When investing directly in an offshore account or wallet, an individual should consider, among others, the following aspects from a legal and tax perspective:
1. Reputation of the country in which the exchange, in the case or crypto-investments, or the investment bank is incorporated. We do not want to lose our wealth if such country has a weak legal or political system.
2. Taxation on earnings by the individual. Income tax or other types of taxes could be triggered in the country in which earnings are obtained, and, of course, paid in the country where the individual is tax resident. A general rule could be that the country of tax residence allows a credit on income tax withheld abroad.
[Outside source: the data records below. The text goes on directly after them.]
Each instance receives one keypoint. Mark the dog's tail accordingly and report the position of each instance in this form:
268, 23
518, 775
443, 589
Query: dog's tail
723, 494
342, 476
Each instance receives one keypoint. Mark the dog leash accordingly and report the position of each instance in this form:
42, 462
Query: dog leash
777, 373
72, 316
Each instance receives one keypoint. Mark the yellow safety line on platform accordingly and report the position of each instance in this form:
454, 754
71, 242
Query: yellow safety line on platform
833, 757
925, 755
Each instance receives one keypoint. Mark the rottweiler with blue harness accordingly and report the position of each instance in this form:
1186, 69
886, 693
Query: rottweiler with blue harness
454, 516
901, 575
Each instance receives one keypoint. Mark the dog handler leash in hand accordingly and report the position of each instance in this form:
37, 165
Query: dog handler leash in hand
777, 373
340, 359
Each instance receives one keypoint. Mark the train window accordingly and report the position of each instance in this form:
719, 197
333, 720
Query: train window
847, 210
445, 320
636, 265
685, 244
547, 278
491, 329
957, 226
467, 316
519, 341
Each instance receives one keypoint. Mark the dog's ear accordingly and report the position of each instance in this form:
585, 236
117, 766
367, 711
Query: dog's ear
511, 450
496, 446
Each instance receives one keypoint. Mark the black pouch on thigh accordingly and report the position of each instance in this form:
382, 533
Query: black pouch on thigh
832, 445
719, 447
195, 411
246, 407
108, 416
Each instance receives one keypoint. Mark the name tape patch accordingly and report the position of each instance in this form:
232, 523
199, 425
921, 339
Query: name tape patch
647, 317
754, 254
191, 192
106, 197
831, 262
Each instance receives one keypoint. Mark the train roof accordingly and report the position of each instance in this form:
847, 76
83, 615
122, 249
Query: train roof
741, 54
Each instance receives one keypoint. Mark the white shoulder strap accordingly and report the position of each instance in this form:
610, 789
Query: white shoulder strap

3. Individuals should be aware of the agreements entered into by and between almost all countries in the world, even the so called tax havens, to exchange information on financial accounts and yes, now crypto wallets in some cases, that reveal several information, such as individuals’ personal data (including the tax identification number), profits obtained and balance held during the year, among others.
4. Awareness that there are some countries in which the Estate Tax or Inheritance Tax could apply in case the Individual passes away. There are some cases where taxes could be as high as 40% (for example, in the United States of America).
And that is why, in some cases, a thorough analysis on the estate and, if necessary, adequate structure is needed.
A wealth structure could be as complex as the Individual needs, but, in short, could be of two types: legal figures (with or without legal personality of its own) and entities with legal personality of its own.
Also, these two types of vehicles could be considered as taxpayer or as transparent (not subject to taxation) in their country of incorporation.
So, an individual could have a direct investment or investments through a wealth structure that owns the accounts or the wallets, but that provides an additional advantage than only holding the assets.
A very simple example of a wealth structure could be one in which the individual incorporates a Trust (where succession rules could be determined by the Individual) with a non-American company which is the owner of the account or the wallet. In such case, the individual could reach an ordered succession in case of death, and protection against a potential American Estate Tax (since the company would not die in any case).
Of course, the above is just an example of many possible cases that, as said, could be as complex or as simple as the individual needs.
Maybe in the next article, I will give a couple of interesting examples of structuring that could reach more specific objectives, such as a tax deferral or the protection by third parties of the famous “twelve words” without a risk of getting scammed in the process.